Was being a Finkler an open invitation to assault?

So far he had taken it personally – you do when someone calls you by your name, or something very like, and gets you to empty your pockets – but what if this was a random anti-Semitic attack that just happened to have gone wrong only in the sense that he wasn’t a Semite? How many more of these incidents were taking place? How many real Finklers were being attacked in the streets of the capital every night? Round the corner from the BBC, for Christ’s sake!

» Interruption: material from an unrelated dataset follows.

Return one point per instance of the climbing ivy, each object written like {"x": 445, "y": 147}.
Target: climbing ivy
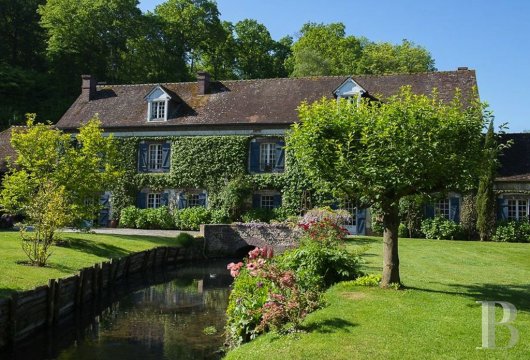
{"x": 208, "y": 162}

He wondered who to ask. Finkler himself was not the man to tell him. And he didn’t want to frighten Libor by asking him how many Jews got beaten up outside his door most evenings. Not expecting to find anything post-thirteenth-century Chelmno, he looked up ‘Anti-Semitic Incidents’ on the internet and was surprised to find upwards of a hundred pages. Not all of them round the corner from the BBC, it was true, but still far more in parts of the world that called themselves civilised than he would ever have imagined. One well-maintained site gave him the option to choose by country. He started from far away –

venezuela
:

And read that in Caracas about 15 armed men had tied up a security guard and forced their way into a synagogue, defacing its administrative offices with anti-Semitic graffiti and throwing Torah scrolls to the ground in a rampage that lasted nearly five hours. Graffiti left at the scene included the phrases ‘Damn the Jews’, ‘Jews out’, ‘Israeli assassins’ and a picture of a devil.

The devil detail intrigued him. It meant that these fifteen men had not gone out on the razzle, found themselves outside a synagogue and forced their way in on a whim. For who goes out on a razzle with a picture of the devil in his pocket?

argentina
:

And read that in Buenos Aires a crowd celebrating Israel’s anniversary was attacked by a gang of youths armed with clubs and knives. Three weeks earlier, on Holocaust Memorial Day – here we go, Holocaust, Holocaust – an ancient Jewish cemetery was defaced with swastikas.